Mr. PC’s immediate orders included a CT of the abdomen and a 24-hour urine collection.
Your assessment included:
P 78 RR 18 BP 160/99 T 99.2 Pain 4/10
Neuro: A&O X 4; agitated, equal grips, slight tremors in the left hand
Cardiac: regular rate and rhythm (RRR), S1S2, peripheral pulses present (PPP), no edema
Pulmonary: clear to auscultation (CTA), equal and bilateral chest excursion, no use of accessory muscles
GI: bowel sounds present, abdomen soft/flat/nontender, patient states occasional constipation
MS: ambulatory without assistance
Skin: no breakdown, normal turgor, appropriate color, warm
CT results report a tumor on the left adrenal gland and the 24-hour urine also showed elevated catecholamine levels.
- Based on the information provided in the scenario, what is Mr. PC’s diagnosis and what are the key features that led you to this decision?
- While assessing Mr. PC, what other signs and symptoms might you expect him to report? What foods and beverages in his diet would you investigate?
- What is important to remember while performing your physical exam? Why?
- As you suspected, Mr. PC’s physician consults a surgeon to remove the tumor. What will be the course of action in preparation for surgery?
- What are you nursing actions after Mr. PC has surgery? Provide rationales for each. ORDER NOW
Group 4 Scenario: Medical surgical nursing
M.C is a 45-year-old male patient in the Neurology intensive care unit who was admitted 2 days ago after falling from a 10 ft. ladder while working. M.C. reportedly hit his head on impact and is being treated for swelling in his brain. The nurse arrives to the unit for her shift and discovers during hand off report that the patient’s output has been 5 liters over the last 24 hours. In addition, the NA+ level has been increasing and is now at 155 mEq/L. The nurse suspects that the patient has developed diabetes insipidus. medical surgical nursing. The patient’s current vital signs are HR 133, BP 90/65, RR 20, Temp 98.9, and O2 Sat 98 on Room Air.

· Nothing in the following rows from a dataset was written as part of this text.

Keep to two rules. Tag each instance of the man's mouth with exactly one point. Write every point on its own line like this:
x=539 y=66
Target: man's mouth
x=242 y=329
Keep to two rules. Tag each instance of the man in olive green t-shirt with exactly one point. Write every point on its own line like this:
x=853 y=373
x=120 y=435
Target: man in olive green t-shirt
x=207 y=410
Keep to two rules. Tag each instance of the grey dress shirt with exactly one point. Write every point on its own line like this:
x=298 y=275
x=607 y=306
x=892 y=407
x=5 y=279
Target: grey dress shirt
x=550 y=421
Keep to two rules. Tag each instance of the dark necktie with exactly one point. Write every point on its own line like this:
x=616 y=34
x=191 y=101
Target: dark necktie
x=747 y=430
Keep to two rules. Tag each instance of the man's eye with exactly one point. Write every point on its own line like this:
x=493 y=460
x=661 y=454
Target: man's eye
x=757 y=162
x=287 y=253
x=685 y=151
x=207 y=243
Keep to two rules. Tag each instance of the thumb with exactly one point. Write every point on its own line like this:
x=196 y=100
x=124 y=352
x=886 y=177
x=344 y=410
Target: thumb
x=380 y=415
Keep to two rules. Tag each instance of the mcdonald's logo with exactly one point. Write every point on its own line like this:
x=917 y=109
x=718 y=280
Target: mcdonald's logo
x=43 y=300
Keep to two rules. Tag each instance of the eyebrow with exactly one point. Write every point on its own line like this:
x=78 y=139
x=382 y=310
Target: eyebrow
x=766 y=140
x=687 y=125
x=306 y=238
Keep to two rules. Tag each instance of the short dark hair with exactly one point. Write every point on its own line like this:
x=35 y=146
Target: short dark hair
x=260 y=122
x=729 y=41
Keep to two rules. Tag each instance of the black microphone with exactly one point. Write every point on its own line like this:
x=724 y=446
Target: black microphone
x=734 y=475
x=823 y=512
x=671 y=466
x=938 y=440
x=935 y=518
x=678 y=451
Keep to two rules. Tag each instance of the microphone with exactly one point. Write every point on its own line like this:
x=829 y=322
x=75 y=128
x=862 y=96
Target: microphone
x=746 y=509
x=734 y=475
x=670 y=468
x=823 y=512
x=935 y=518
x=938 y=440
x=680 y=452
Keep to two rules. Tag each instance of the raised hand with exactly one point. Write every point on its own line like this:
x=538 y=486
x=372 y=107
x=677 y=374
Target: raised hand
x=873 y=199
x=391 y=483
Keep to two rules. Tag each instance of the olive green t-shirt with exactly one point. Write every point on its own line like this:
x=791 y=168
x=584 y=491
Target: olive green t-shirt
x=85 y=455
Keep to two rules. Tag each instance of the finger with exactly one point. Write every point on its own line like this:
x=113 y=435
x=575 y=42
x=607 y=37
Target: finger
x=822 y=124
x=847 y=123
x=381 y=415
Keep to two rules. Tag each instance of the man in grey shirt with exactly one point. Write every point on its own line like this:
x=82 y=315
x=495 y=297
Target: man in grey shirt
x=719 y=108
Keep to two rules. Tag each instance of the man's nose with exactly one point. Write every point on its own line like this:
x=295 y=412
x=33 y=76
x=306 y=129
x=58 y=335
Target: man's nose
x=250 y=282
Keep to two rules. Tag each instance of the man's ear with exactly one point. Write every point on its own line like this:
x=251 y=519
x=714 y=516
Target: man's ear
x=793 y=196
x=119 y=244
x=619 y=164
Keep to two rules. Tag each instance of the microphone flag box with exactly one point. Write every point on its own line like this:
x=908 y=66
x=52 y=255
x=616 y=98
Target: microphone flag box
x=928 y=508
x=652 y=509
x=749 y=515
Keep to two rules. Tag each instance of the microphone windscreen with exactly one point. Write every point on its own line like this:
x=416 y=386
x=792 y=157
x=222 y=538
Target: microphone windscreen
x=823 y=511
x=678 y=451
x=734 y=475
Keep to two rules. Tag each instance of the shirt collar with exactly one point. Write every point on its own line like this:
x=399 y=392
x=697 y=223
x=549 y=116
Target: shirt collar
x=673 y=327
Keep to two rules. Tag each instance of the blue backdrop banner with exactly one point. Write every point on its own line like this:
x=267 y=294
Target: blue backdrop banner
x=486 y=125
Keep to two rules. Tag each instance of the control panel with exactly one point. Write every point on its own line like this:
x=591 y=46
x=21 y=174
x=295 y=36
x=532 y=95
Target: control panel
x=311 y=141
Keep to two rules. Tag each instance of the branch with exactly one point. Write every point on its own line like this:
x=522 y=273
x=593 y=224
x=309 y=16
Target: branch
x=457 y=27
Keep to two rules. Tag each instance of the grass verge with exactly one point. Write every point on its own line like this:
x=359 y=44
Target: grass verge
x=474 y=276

- What signs and symptoms are the patient exhibiting that would cause you to consider DI?
- What is the pathophysiology of DI?
- The nurse prepares to notify the physician regarding the patient’s status; what would you include in your conversation and what recommendations would you make?

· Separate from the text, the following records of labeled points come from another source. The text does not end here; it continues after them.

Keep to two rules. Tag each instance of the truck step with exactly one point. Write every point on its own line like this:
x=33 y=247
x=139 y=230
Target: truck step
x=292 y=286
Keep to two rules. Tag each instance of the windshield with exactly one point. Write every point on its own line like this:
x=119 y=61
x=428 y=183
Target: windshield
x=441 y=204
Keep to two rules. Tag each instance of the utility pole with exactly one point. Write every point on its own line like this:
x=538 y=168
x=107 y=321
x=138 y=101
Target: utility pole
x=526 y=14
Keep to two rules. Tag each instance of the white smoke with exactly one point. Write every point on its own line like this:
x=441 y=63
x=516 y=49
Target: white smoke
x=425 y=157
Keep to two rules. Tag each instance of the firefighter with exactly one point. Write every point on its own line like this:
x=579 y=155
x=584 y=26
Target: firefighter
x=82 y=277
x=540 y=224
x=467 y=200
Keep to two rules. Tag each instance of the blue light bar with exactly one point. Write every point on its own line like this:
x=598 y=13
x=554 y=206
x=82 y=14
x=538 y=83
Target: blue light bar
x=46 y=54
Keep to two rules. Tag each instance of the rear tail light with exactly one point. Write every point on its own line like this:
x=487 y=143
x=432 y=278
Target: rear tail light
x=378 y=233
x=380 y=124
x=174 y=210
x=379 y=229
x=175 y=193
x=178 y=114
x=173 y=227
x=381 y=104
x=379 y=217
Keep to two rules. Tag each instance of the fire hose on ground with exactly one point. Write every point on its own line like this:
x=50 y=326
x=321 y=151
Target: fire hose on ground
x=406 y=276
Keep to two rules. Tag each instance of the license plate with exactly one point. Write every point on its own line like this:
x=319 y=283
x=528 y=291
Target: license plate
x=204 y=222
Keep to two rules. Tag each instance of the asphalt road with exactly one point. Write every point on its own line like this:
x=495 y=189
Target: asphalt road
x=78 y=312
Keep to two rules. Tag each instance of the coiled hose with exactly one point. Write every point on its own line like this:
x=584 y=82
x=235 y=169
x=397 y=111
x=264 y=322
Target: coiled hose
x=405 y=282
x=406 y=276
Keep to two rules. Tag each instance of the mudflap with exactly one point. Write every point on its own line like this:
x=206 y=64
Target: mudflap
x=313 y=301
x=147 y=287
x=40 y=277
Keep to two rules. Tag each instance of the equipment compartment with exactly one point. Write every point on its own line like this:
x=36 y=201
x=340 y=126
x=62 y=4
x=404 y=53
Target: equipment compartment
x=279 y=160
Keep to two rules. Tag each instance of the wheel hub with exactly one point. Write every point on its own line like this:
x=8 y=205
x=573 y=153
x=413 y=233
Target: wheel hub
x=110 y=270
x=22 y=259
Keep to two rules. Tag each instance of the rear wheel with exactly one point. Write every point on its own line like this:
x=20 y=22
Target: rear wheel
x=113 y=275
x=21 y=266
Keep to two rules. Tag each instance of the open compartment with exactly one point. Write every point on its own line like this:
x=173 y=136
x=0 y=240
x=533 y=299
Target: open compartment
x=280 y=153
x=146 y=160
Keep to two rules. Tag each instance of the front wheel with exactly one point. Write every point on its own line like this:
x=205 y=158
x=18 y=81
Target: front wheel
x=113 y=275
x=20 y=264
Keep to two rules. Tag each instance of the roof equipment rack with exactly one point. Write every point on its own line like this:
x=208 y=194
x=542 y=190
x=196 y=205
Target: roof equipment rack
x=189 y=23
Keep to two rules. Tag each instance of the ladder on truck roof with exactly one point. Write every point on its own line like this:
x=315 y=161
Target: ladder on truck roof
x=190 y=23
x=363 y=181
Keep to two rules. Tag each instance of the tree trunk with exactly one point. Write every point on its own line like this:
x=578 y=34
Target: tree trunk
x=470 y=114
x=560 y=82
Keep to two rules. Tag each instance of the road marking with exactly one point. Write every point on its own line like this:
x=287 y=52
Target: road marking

- The Neurologist then orders a serum osmolarity and a urine osmolarity lab test. What significance would these tests offer for the proper diagnosis?
- What is the treatment for this condition? What is priority for the nurse to include in the plan of care and how would you know that the patient is responding appropriately? ORDER NOW
Helpful Tip: Use the required textbook as a reference, paraphrase in your own words (do not plagiarize!) and cite the reference in APA format. Your syllabus has the correct APA reference for the textbook on page 2. medical surgical nursing.